NEB raises caribou concerns in Spectra High Pine project

Westcoast Energy Inc. must file habitat restoration plan as condition for approval of pipeline expansion
The goal of Environment Canada’s Recovery Strategy for the Woodland Caribou, South Mountain population in Canada is to achieve or maintain at least 65 per cent undisturbed status for habitat for Type 1 matrix ranges for central groups, said the NEB | Photograph by Zoë Ducklow

Citing the importance of maintaining, and where necessary restoring critical caribou habitat, the National Energy Board has required Westcoast Energy Inc. to file a Caribou Habitat Restoration Plan (CHRP) as a condition of approval for its High Pine expansion project.

The plan is to be filed at least 60 days prior to the beginning of construction.

“Westcoast has a responsibility to not only reduce effects on caribou habitat but also to restore affected habitat as soon as possible and as much as possible,” said the board.

Westcoast, which carries on business as Spectra Energy Transmission, is currently assessing the board’s approval conditions and has no updates to the project timelines at this point, said Jesse Semko, a Spectra spokesperson. The company has indicated it expects to have the expansion in service in the first half of 2017.

The High Pine expansion between Wonowon and Chetwynd would enable Westcoast to provide incremental firm transportation service along the Fort Nelson Mainline. The 42-inch outside diameter pipeline would loop the existing 30 and 36-inch lines.

In approving the 39.2 kilometre project, the board noted that the entire 29.8 kilometres of the South Loop is located within caribou range and 13.8 kilometres of that will traverse greenfield areas, although the majority of the project is adjacent to the existing mainline which will help to minimize additional impacts to the environment.

The goal of Environment Canada’s Recovery Strategy for the Woodland Caribou, South Mountain population in Canada is to achieve or maintain at least 65 per cent undisturbed status for habitat for Type 1 matrix ranges for central groups, said the NEB. As the High Pine project will add to the disturbance in the matrix range, the board has required Westcoast to implement mitigation measures to reduce any such disturbance and to offset any residual disturbance.

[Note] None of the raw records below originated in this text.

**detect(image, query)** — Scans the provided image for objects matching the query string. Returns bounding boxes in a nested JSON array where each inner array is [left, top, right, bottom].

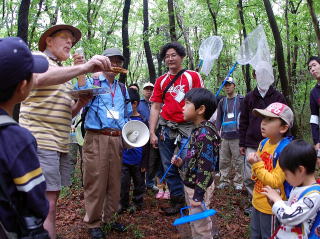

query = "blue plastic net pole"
[[159, 136, 191, 183]]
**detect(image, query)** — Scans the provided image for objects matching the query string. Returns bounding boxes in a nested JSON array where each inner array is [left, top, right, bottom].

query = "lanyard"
[[106, 81, 117, 107], [222, 96, 237, 123]]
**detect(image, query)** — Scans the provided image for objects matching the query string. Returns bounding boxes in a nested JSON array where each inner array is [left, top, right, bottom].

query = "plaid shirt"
[[183, 121, 220, 202]]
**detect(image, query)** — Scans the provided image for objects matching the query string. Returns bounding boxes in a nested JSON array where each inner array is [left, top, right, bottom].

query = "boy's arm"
[[272, 191, 320, 225], [215, 100, 223, 132], [193, 129, 218, 202], [10, 142, 49, 219], [252, 160, 286, 189]]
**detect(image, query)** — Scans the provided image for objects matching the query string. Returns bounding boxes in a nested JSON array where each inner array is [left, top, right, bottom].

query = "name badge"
[[175, 90, 185, 103], [227, 113, 235, 119], [107, 110, 119, 119]]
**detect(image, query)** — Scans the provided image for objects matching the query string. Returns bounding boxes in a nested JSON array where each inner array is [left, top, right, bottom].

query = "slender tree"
[[29, 0, 44, 46], [306, 0, 320, 54], [168, 0, 177, 42], [119, 0, 131, 83], [237, 0, 251, 92], [175, 5, 194, 70], [206, 0, 221, 81], [15, 0, 31, 122], [262, 0, 297, 136], [17, 0, 30, 43], [143, 0, 156, 83]]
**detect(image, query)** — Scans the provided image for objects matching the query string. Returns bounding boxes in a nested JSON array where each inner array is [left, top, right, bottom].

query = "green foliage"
[[1, 0, 319, 138]]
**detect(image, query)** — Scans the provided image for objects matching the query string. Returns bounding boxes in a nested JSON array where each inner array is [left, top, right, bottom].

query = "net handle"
[[215, 62, 238, 97]]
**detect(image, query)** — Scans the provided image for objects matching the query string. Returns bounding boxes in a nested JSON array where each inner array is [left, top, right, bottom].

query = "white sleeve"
[[310, 115, 319, 125], [272, 192, 320, 226]]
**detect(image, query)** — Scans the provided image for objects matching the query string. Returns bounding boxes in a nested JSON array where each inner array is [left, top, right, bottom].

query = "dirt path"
[[56, 178, 250, 239]]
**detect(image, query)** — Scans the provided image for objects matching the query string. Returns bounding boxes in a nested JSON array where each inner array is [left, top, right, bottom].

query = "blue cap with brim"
[[0, 37, 49, 90]]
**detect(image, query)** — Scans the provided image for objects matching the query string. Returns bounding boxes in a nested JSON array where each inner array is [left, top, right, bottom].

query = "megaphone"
[[122, 120, 150, 148]]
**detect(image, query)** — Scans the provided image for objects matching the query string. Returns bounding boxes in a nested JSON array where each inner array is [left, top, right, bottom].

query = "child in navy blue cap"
[[0, 37, 50, 238]]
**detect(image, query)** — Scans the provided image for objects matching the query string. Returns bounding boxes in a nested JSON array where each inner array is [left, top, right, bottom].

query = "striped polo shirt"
[[19, 52, 73, 153]]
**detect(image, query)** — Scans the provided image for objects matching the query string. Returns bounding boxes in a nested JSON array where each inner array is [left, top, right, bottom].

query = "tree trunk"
[[156, 28, 163, 77], [143, 0, 156, 83], [285, 0, 292, 86], [206, 0, 221, 81], [2, 0, 5, 20], [290, 0, 302, 85], [15, 0, 31, 122], [206, 0, 219, 35], [45, 2, 59, 26], [17, 0, 30, 43], [306, 0, 320, 54], [29, 0, 44, 46], [119, 0, 131, 84], [262, 0, 297, 136], [168, 0, 177, 42], [237, 0, 251, 92], [175, 6, 194, 70], [87, 0, 93, 39]]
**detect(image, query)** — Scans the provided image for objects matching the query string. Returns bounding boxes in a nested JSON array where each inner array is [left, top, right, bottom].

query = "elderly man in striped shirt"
[[19, 24, 112, 239]]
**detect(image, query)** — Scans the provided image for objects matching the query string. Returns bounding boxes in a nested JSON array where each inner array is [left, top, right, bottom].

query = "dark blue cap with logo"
[[0, 37, 49, 90]]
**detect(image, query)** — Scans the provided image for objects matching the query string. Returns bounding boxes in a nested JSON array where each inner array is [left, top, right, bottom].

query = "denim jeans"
[[158, 126, 188, 197]]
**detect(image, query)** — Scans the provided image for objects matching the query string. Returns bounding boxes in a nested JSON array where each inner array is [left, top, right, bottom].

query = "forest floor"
[[56, 164, 251, 239]]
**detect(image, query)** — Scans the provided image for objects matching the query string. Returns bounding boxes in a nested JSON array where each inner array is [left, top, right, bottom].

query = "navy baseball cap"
[[0, 37, 49, 90]]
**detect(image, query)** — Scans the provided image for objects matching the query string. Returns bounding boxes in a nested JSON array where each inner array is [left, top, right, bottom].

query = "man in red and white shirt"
[[149, 42, 203, 215]]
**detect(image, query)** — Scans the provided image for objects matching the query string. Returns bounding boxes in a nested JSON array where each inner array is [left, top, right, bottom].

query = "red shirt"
[[150, 70, 203, 123]]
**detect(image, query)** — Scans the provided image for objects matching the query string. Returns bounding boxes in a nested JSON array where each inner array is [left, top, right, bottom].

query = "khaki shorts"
[[38, 148, 73, 191]]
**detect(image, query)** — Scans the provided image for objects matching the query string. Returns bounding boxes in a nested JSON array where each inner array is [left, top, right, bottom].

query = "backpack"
[[259, 136, 293, 198], [77, 79, 129, 137], [0, 115, 49, 238], [297, 185, 320, 239]]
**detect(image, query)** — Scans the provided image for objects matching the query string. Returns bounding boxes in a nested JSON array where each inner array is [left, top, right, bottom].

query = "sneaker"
[[156, 190, 164, 199], [234, 184, 243, 191], [88, 227, 105, 239], [162, 191, 170, 200], [110, 222, 126, 232], [244, 206, 253, 216], [147, 185, 159, 192], [217, 182, 229, 189]]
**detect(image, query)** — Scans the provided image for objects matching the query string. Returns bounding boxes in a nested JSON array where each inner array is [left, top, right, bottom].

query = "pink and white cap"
[[253, 102, 294, 128]]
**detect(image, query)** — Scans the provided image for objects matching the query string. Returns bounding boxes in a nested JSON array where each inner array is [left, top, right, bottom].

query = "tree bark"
[[168, 0, 177, 42], [175, 6, 194, 70], [15, 0, 31, 122], [262, 0, 297, 136], [45, 2, 59, 26], [119, 0, 131, 84], [206, 0, 219, 35], [87, 0, 104, 40], [206, 0, 221, 81], [143, 0, 156, 83], [156, 28, 163, 77], [17, 0, 30, 43], [237, 0, 251, 92], [306, 0, 320, 54], [29, 0, 44, 46]]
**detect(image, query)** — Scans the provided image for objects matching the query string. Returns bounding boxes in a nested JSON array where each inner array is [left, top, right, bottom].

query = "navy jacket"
[[310, 84, 320, 144], [0, 109, 48, 233], [239, 86, 286, 149]]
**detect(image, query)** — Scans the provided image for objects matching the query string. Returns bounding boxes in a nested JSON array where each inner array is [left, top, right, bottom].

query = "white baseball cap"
[[143, 82, 154, 89]]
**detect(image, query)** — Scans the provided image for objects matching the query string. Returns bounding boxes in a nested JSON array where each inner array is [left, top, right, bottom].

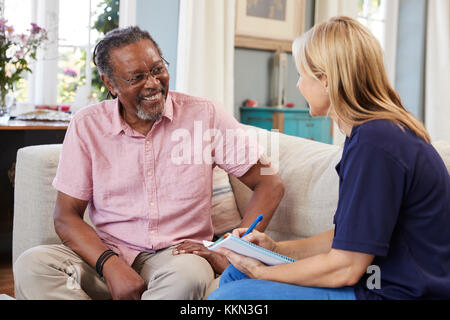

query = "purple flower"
[[19, 34, 28, 43], [63, 68, 78, 77], [30, 22, 42, 34], [15, 48, 25, 59], [0, 19, 10, 33], [0, 18, 7, 28]]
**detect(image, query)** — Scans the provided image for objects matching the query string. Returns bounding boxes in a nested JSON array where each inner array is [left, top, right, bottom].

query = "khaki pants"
[[13, 244, 214, 300]]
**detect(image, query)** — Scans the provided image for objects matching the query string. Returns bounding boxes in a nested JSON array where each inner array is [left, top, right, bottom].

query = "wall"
[[395, 0, 427, 120], [136, 0, 179, 91]]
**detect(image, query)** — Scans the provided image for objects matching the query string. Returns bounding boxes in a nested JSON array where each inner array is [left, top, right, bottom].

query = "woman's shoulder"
[[349, 119, 434, 170], [352, 119, 420, 148], [355, 119, 403, 138]]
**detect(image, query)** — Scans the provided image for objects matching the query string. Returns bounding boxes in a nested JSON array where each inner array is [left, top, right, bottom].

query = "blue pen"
[[242, 214, 263, 237]]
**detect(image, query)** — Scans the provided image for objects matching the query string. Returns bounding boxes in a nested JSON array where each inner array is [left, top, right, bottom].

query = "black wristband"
[[95, 249, 118, 278]]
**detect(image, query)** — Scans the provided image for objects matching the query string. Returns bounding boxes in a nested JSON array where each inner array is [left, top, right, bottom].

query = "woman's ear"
[[320, 74, 329, 93]]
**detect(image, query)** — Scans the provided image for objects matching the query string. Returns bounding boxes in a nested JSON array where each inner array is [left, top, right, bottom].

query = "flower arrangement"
[[0, 19, 48, 114]]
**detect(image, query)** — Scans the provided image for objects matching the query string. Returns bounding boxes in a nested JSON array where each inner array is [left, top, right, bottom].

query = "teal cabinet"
[[240, 107, 332, 144]]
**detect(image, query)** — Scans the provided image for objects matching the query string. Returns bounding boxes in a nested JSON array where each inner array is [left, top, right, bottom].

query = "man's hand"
[[173, 240, 230, 274], [102, 255, 146, 300]]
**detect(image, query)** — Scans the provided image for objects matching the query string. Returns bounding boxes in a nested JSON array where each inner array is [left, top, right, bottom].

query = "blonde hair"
[[292, 16, 430, 143]]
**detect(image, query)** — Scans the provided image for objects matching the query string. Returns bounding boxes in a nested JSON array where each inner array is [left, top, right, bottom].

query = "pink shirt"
[[53, 91, 262, 265]]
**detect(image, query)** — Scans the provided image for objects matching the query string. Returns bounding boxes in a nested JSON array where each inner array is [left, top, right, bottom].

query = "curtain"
[[314, 0, 359, 145], [425, 0, 450, 142], [315, 0, 359, 24], [176, 0, 235, 115]]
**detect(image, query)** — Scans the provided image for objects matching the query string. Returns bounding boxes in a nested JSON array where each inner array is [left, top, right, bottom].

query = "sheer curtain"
[[315, 0, 359, 23], [425, 0, 450, 142], [176, 0, 235, 115]]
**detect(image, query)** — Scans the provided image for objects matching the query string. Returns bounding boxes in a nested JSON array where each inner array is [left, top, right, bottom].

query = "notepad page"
[[206, 234, 295, 266]]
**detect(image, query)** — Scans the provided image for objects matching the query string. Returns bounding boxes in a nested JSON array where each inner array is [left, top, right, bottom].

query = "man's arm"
[[53, 191, 146, 299], [174, 160, 284, 274], [236, 160, 285, 231]]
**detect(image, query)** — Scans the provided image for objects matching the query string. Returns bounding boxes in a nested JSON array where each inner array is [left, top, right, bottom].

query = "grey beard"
[[136, 104, 162, 121]]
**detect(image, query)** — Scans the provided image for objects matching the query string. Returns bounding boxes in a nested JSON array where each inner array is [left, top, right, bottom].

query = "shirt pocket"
[[164, 164, 208, 200]]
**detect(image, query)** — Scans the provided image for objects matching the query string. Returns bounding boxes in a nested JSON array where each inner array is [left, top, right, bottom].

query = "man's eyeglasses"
[[114, 58, 170, 87]]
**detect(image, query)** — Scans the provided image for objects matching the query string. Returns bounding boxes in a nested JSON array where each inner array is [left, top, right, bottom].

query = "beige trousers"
[[13, 244, 214, 300]]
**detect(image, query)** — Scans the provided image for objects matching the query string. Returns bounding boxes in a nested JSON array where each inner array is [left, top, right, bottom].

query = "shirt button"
[[150, 202, 154, 206], [150, 231, 155, 235], [146, 141, 150, 145], [147, 171, 152, 176]]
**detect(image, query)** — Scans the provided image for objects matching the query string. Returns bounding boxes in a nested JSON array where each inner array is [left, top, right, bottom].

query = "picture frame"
[[235, 0, 306, 52]]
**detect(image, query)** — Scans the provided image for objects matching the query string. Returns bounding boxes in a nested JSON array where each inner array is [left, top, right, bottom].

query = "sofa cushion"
[[433, 141, 450, 173], [230, 129, 343, 242]]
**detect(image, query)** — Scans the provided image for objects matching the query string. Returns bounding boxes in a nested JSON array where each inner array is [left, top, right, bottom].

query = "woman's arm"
[[275, 229, 335, 260], [220, 247, 375, 288]]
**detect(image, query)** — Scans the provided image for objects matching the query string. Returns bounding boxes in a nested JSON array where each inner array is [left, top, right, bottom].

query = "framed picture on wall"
[[235, 0, 306, 52]]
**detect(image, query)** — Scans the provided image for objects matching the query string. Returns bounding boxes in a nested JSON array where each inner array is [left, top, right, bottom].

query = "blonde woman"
[[209, 16, 450, 300]]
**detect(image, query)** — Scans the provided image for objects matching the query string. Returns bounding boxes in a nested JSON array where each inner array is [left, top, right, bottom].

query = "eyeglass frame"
[[112, 57, 170, 87]]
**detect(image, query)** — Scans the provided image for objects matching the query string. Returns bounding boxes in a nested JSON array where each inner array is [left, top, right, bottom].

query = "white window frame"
[[383, 0, 399, 87], [358, 0, 399, 87], [4, 0, 134, 107]]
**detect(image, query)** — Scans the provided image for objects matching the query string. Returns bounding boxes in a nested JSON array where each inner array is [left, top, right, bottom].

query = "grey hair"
[[93, 26, 163, 79]]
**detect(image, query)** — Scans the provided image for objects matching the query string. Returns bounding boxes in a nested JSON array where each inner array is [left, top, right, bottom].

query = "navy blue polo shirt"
[[332, 120, 450, 299]]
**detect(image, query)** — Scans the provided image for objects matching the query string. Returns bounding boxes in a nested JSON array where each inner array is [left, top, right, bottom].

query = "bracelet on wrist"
[[95, 249, 118, 278]]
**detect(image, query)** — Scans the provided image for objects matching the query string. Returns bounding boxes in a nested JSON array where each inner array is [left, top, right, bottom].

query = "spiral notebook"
[[203, 233, 296, 266]]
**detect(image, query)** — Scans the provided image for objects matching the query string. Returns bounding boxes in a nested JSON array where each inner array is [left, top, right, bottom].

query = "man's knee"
[[144, 253, 214, 299], [169, 254, 214, 297], [14, 245, 56, 299], [14, 246, 52, 279]]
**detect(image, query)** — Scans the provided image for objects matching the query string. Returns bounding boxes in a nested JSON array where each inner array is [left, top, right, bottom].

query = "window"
[[59, 0, 120, 103], [2, 0, 119, 106], [358, 0, 385, 48], [357, 0, 399, 85]]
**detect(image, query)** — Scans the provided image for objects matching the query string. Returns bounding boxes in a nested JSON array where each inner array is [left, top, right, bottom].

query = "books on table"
[[204, 233, 295, 266]]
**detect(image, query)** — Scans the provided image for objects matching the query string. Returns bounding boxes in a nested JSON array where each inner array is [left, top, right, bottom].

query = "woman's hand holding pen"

The board also said it believes that residual effects on critical habitat should be fully compensated for, with the goal of no net loss of critical habitat. 

The High Pine expansion project consists of two segments with the preferred timing for construction of the South Loop from Aug. 15, 2016, to Jan. 15, 2017, with commissioning in January. This would avoid the critical caribou timing period of Jan. 15- July 15 as well as the prime breeding windows for birds and the Western toad between early May and mid-August, according to the application to the board.

The preferred construction timing for the 9.4 kilometre North Loop would be Sept. 2016-March 2017 when the loop would be commissioned.